Star Trek_ A Choice of Catastrophes - Michael Schuster [111]
“The other transport is about to go to warp, and we’re going to follow it.”
“Exclamation of woe!”
Horr began to wriggle his tentacles again, but Kirk turned his attention back to the ship on the heads-up display. “Are we ready, Mister Chekov?”
“Warp speed at your command.”
With a flash, the other ship was gone.
“Now, Mister Chekov!”
SIXTEEN
Stardate 4758.4 (0859 hours)
Chekov’s finger stabbed down on the button he had identified as ENGAGE. The console thrummed beneath his hands as the ship jumped to warp. Once again, the other ship was back onto his sensor plot, only seconds ahead of them.
“Warp one,” he reported. “We have matched course and speed.” Chekov moved his hands to increase speed, but found that they were shaking. Not now! He was feeling better, he really was. He wasn’t thinking any longer about—about—
“Are you okay, Ensign?” Giotto asked the question so quietly, only he could hear.
Chekov wanted to tell the security chief that he was fine, but he knew he wasn’t. “I am trying, sir, but it is very difficult. I just wanted to put things—”
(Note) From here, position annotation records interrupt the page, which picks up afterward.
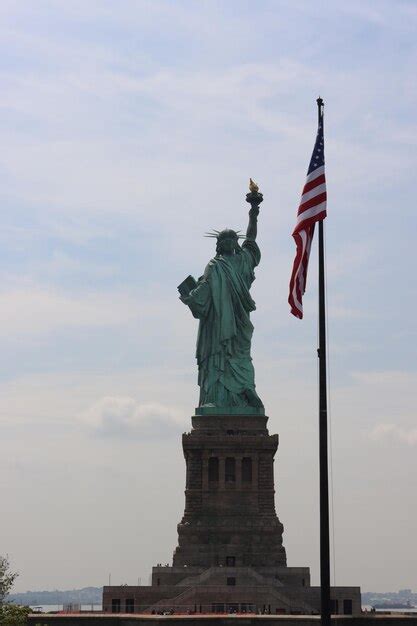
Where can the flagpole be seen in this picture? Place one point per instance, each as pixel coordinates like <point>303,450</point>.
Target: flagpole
<point>324,474</point>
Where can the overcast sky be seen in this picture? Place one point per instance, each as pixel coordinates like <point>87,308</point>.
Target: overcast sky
<point>128,129</point>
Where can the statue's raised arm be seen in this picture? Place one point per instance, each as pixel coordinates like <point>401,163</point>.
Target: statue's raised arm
<point>254,198</point>
<point>221,300</point>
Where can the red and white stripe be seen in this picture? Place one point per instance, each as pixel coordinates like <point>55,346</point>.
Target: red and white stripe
<point>312,209</point>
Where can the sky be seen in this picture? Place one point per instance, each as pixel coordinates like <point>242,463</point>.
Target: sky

Giotto grabbed Chekov’s shoulder and leaned in to whisper. “Focus. When you make a mistake, you don’t need to atone for it, just don’t make the mistake again. You can fly the ship.” Giotto let go.
“Aye, sir.”
“Good.”
Chekov could not believe it. He had impressed “Stone-face” Giotto somehow.
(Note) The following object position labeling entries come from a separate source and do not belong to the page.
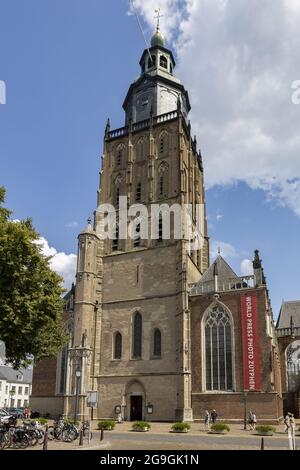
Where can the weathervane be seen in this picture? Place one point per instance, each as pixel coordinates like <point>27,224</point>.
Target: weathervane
<point>158,17</point>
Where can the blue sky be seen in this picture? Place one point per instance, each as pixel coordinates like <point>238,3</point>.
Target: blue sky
<point>67,66</point>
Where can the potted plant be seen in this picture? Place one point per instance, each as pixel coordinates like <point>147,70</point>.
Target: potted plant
<point>106,425</point>
<point>219,428</point>
<point>265,430</point>
<point>141,426</point>
<point>181,427</point>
The other ship was slightly ahead of them. Chekov increased the speed. The ship didn’t feel right. He was flying a ship whose warp engines had been sitting for a century without maintenance.
A green indicator light began to blink. The forward sensors.
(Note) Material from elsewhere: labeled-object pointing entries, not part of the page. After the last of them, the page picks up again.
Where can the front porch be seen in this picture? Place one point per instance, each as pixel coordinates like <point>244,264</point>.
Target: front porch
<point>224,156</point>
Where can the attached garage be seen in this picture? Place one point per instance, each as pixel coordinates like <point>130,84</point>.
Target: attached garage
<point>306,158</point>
“What’s that?” asked Giotto.
On a Federation starship, the results would come up automatically, but here someone needed to operate manually. “On the next console. Please press the orange glyph,” Chekov said. That would display the forward sensor reading on the heads-up display.
Giotto activated the readouts, and a detailed plot of the surrounding region of space appeared, The lines were squiggled and twisted, not the standard lines of subspace.
“Subspace distortion!” Chekov reached for the controls to dial back warp power. Too late.
Spock had rappelled many times, both in preparation for his kahs-wan and during his Academy training. However, he had never rappelled from a hovering shuttle to a partially smashed alien structure built into a steep mountainside while being buffeted by a jet of air.
Quite agreeably, Spock found that he still possessed the skills.
Standing on a narrow ledge, Spock considered the building—a tall, narrow spire. He had not expected it to be so severely damaged. A rockfall had struck it, destroying a smaller annex completely and tearing away a considerable part of the main structure, including what could have been a landing platform.
Ensign Saloniemi was the last off Columbus. It took him longer to rappel down, but he did so without assistance.
“This way.” Spock pointed to a large semicircular door, almost twice as tall as he. Seven Deers went straight for the dark panel to the door’s left, pushed it, and stepped back.
Nothing happened. “The mechanism must have been damaged in the rockfall,” Spock surmised. “We will need to seek alternatives.”
“Agreed,” Seven Deers said. “What do you suggest, Commander?”
“Brute force.”
“Phasers don’t work on these doors.” Saloniemi’s fatigue was evident in his voice.
“That is correct, Lieutenant,” said Spock. He looked up above him, at the two shuttles doing their best to hover in position. “Time is of the essence. A phaser rifle on overload should supply the necessary force.”
Sickbay was quiet, with nurses and med techs out there, going from one temporary recovery room to the next. McCoy stood at the foot of Bouchard’s biobed, studying the man. There was no way to know how their plan would affect the five. The ship had to plunge through an affected area, before it would be free of the distort-zone. A course that would involve the shortest possible time spent in distorted space might still prove deadly to the espers.